Un­ter­neh­mens­steu­er­re­for­men: Wann wer­den die Mehr­ein­nah­men kom­pen­siert?

Die Kom­mis­si­on für Wirt­schaft und Ab­ga­ben des Stän­de­rats (WAK-S) hat eine Mo­ti­on ver­ab­schie­det, mit der sie an­geb­li­che Min­der­ein­nah­men aus der Un­ter­neh­mens­steu­er­re­form II kom­pen­sie­ren will. In einem ers­ten Schritt müs­sen aber die Mehr­ein­nah­men die­ser Re­form eru­iert wer­den. Sie dürf­ten – wie schon bei der Un­ter­neh­mens­steu­er­re­form I – be­deu­tend sein.

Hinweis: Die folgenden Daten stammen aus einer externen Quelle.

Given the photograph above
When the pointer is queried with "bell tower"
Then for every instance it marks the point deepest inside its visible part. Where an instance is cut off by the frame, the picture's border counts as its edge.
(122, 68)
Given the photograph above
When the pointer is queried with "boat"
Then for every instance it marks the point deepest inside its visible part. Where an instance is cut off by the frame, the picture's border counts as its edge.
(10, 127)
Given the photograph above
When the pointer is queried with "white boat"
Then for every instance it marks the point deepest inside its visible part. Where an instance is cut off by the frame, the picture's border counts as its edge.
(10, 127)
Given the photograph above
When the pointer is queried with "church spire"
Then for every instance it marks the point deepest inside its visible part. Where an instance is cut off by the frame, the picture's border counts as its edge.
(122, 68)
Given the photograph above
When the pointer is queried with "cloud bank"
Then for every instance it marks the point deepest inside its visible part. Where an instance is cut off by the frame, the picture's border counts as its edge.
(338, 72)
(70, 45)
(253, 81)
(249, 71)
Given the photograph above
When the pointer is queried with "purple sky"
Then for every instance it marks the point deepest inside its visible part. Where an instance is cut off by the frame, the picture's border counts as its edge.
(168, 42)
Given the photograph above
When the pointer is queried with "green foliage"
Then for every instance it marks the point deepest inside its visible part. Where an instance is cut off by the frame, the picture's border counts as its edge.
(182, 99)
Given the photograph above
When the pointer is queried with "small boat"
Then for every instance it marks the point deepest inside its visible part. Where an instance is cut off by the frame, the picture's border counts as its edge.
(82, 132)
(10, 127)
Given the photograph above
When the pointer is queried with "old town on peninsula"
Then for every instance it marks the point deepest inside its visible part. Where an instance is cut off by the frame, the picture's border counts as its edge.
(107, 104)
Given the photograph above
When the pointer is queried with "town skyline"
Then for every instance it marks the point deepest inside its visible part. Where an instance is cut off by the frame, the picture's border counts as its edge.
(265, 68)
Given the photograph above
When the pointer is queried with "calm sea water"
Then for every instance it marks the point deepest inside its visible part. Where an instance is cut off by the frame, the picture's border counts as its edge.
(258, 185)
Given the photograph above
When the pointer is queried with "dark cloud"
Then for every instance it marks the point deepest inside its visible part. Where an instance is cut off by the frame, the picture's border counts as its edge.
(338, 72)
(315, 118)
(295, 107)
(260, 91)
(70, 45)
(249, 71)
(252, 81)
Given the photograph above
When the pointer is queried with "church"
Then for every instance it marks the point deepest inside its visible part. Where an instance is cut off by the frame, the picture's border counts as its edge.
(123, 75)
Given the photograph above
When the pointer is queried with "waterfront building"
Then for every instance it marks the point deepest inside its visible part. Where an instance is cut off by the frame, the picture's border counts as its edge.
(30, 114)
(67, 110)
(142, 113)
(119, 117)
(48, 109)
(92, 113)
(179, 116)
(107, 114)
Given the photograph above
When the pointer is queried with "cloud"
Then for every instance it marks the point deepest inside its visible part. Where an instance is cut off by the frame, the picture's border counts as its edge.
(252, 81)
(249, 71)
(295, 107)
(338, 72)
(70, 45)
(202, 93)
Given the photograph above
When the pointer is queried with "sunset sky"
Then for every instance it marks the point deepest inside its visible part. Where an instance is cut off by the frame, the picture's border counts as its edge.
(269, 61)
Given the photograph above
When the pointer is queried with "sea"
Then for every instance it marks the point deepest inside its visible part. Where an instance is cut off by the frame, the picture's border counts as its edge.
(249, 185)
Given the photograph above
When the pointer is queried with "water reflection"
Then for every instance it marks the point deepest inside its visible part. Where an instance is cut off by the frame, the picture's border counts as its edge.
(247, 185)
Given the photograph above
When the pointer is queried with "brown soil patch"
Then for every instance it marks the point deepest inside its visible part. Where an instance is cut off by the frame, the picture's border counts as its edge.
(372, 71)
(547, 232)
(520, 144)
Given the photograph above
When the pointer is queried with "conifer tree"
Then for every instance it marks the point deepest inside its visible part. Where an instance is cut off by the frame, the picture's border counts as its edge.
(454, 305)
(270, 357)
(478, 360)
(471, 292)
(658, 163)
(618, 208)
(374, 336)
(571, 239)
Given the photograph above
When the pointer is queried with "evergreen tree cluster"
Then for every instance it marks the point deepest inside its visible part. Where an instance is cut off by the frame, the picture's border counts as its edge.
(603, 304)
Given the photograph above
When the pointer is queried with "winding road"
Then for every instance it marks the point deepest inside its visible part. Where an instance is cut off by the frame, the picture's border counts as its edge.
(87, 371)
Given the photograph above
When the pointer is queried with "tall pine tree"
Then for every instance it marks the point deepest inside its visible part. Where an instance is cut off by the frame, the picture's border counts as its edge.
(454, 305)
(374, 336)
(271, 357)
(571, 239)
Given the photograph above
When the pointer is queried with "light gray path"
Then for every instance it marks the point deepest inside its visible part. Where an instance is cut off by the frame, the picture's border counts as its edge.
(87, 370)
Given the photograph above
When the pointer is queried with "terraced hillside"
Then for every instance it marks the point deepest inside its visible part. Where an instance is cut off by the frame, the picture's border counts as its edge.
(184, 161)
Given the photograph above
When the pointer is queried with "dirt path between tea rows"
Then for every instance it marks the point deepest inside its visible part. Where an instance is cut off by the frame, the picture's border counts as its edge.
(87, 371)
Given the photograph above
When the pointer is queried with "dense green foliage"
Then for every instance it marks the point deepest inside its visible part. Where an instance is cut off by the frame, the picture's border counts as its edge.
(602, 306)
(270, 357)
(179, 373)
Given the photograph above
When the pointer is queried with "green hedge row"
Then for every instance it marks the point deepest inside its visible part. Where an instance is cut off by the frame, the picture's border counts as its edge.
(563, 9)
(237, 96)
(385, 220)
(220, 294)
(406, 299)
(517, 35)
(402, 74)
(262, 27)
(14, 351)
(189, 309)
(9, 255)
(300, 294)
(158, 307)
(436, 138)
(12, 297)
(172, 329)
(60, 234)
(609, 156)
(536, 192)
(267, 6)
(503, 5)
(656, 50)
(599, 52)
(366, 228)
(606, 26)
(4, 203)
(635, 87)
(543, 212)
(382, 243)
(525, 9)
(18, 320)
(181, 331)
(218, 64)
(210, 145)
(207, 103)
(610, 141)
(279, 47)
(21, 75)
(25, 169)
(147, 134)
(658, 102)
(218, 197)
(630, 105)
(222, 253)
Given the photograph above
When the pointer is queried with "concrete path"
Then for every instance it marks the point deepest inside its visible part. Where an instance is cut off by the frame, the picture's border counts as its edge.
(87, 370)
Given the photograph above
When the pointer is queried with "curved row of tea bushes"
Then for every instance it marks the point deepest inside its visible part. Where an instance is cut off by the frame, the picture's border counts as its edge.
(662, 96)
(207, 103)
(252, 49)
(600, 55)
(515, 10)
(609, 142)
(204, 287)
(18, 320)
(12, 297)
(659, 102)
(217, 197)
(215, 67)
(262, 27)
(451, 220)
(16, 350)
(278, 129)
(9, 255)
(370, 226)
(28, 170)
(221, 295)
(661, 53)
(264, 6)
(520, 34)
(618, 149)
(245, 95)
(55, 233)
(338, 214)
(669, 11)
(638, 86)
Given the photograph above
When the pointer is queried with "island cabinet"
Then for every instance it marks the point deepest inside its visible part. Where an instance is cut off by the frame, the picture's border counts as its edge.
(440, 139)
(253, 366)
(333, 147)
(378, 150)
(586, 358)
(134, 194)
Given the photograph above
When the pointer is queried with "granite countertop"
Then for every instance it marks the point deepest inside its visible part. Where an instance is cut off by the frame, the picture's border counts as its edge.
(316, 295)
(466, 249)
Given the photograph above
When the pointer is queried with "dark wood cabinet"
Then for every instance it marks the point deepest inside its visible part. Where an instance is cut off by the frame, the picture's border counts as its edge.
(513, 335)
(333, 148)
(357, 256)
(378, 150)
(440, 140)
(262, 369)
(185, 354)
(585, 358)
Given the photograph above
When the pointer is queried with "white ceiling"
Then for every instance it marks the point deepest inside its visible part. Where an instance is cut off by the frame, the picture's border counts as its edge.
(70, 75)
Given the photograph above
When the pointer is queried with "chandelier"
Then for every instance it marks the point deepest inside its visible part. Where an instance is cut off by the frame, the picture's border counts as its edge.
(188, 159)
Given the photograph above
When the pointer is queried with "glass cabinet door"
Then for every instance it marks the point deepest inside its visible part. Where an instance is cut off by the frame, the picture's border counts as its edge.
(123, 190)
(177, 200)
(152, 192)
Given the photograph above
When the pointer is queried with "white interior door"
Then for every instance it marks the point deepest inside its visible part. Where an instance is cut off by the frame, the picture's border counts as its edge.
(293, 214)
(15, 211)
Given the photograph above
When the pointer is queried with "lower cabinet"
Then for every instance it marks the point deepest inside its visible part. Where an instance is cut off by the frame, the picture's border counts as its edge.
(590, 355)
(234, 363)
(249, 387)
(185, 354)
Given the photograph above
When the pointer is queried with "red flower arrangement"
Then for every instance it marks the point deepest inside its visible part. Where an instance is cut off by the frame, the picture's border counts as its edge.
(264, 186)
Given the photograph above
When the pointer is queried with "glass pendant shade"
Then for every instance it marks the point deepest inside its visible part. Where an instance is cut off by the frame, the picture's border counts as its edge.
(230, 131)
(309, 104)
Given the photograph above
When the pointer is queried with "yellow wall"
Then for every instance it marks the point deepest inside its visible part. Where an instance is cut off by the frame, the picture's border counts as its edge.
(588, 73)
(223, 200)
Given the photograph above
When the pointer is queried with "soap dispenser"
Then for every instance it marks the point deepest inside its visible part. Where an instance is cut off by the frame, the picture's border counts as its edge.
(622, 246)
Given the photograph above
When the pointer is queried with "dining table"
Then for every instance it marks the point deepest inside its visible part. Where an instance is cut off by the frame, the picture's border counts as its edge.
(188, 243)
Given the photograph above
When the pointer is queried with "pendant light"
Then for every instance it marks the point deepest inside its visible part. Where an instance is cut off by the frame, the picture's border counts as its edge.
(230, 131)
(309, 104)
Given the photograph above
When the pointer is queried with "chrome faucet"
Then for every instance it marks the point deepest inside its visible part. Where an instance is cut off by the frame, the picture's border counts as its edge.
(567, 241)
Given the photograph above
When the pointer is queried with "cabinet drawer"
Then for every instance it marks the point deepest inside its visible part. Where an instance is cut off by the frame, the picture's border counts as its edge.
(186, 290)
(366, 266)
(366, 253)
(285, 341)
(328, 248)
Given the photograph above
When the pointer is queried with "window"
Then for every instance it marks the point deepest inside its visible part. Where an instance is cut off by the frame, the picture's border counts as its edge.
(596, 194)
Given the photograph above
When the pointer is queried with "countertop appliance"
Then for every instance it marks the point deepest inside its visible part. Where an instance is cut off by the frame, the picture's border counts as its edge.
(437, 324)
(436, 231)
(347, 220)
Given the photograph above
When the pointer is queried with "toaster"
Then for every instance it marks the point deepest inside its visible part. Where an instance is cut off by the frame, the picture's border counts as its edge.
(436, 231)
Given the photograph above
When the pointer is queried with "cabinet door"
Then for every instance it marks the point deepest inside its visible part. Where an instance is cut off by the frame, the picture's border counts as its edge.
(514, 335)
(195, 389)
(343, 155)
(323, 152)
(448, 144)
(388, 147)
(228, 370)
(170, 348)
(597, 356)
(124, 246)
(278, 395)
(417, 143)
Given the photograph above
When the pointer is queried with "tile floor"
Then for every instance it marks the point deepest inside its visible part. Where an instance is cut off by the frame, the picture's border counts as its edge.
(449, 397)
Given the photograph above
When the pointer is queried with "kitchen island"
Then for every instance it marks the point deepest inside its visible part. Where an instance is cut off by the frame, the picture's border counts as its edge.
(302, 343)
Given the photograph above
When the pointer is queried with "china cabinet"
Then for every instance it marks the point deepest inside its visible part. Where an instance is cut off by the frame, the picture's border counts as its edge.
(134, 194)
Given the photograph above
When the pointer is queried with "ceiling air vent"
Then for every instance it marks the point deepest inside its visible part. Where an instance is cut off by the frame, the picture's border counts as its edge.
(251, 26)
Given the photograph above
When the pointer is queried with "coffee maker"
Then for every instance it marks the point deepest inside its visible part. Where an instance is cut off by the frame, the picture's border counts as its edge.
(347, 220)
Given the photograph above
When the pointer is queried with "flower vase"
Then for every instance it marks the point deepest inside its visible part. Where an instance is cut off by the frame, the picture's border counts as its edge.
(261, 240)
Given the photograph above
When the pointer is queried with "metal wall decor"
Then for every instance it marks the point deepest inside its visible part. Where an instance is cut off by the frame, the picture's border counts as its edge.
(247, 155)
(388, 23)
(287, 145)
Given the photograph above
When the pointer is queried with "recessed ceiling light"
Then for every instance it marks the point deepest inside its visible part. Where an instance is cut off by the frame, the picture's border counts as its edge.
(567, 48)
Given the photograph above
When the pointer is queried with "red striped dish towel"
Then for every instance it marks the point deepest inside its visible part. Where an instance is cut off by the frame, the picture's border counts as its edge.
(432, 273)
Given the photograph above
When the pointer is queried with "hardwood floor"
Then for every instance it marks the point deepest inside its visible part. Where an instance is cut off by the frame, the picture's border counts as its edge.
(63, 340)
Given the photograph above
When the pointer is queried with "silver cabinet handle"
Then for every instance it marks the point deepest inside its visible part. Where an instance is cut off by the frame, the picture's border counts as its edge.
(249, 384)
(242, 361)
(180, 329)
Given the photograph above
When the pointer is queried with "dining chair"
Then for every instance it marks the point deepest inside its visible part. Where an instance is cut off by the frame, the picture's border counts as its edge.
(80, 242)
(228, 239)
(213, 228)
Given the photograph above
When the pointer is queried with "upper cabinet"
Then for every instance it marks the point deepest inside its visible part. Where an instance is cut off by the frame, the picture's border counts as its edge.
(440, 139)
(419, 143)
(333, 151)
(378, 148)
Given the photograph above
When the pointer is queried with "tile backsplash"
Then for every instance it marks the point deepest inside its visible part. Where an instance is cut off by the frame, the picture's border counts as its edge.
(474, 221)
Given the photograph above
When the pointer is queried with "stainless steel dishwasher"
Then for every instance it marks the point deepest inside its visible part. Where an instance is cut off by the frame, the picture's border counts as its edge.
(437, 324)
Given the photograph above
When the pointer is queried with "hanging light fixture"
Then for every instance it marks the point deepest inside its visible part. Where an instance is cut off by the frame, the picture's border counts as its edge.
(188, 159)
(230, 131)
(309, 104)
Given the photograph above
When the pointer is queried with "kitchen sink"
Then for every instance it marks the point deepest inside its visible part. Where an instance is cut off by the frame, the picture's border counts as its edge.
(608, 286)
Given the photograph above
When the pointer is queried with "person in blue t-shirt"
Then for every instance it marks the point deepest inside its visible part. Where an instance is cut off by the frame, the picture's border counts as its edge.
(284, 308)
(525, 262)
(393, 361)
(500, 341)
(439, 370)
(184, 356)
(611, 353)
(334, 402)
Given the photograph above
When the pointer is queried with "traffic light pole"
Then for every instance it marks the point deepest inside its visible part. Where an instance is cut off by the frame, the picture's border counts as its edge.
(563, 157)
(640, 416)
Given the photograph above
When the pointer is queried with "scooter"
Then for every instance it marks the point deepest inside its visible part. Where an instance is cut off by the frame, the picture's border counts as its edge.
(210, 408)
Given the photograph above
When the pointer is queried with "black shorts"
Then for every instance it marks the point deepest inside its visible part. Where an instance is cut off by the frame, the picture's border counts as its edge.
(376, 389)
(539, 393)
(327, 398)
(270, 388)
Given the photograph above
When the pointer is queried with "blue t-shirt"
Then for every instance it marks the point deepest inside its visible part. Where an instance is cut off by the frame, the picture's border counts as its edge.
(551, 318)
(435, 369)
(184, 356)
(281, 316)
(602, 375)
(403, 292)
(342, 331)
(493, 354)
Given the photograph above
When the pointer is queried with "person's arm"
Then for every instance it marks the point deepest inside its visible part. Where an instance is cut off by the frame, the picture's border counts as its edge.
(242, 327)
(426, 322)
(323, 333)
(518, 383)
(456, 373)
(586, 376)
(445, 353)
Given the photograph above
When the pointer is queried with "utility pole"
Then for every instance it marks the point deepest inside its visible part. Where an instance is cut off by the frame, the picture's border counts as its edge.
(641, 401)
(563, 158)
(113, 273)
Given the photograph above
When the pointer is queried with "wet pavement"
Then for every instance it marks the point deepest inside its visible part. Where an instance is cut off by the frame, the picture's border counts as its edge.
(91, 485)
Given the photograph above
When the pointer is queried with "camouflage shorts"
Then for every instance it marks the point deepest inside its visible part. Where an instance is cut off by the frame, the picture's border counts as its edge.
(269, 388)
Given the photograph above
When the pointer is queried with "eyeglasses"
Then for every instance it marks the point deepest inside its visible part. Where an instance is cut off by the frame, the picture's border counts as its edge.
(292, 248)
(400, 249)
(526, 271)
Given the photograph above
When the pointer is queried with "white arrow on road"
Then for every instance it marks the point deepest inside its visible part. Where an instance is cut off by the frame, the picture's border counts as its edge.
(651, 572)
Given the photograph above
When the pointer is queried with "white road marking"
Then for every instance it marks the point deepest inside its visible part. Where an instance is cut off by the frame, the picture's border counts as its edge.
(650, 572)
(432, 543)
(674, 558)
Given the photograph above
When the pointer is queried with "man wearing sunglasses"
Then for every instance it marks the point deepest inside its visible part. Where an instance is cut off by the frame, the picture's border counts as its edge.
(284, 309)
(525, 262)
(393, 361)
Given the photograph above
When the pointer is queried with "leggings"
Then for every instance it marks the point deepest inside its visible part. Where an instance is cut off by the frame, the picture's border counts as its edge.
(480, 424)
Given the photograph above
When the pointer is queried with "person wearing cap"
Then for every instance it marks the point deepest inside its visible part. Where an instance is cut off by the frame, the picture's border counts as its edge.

Stand­ort­stär­ken­de und wachs­tums­för­dern­de Un­ter­neh­mens­steu­er­re­for­men sind unter dem Strich auch für den Fis­kus ein Ge­winn: Diese Er­kennt­nis wird in der an­hal­ten­den De­bat­te um an­geb­li­che Steu­er­aus­fäl­le als Folge der Un­ter­neh­mens­steu­er­re­form II zu wenig be­ach­tet. Er­hel­lend ist ein Blick zu­rück: So rech­ne­te man bei der 1997 in Kraft ge­setz­ten Un­ter­neh­mens­steu­er­re­form I für den Fis­kus mit Min­der­ein­nah­men von 420 Mil­lio­nen Fran­ken. Zur Teil­kom­pen­sa­ti­on wurde da­mals die Stem­pel­steu­er im Um­fang von 100 Mil­lio­nen Fran­ken aus­ge­wei­tet. Im Üb­ri­gen er­hoff­te sich der Bun­des­rat Mehr­er­trä­ge als Re­sul­tat eines po­si­ti­ven Ef­fekts der Re­form auf den Wirt­schafts­stand­ort Schweiz. Diese Hoff­nung war be­rech­tigt: So führ­te die Re­form zu einem star­ken An­stieg von Un­ter­neh­mens­zu­zü­gen. Die Ein­nah­men des Bun­des aus der di­rek­ten Bun­des­steu­er stie­gen in­ner­halb von nur drei Jah­ren um rund zwei Mil­li­ar­den Fran­ken an. In­zwi­schen hat der Bun­des­rat den Zu­sam­men­hang zwi­schen der Un­ter­neh­mens­steu­er­re­form I und die­sen Steu­er­mehr­ein­nah­men be­stä­tigt. Eine Kom­pen­sa­ti­on der hohen Mehr­ein­nah­men durch eine Re­duk­ti­on der Un­ter­neh­mens­ge­winn­steu­er beim Bund hat aber trotz­dem nie statt­ge­fun­den.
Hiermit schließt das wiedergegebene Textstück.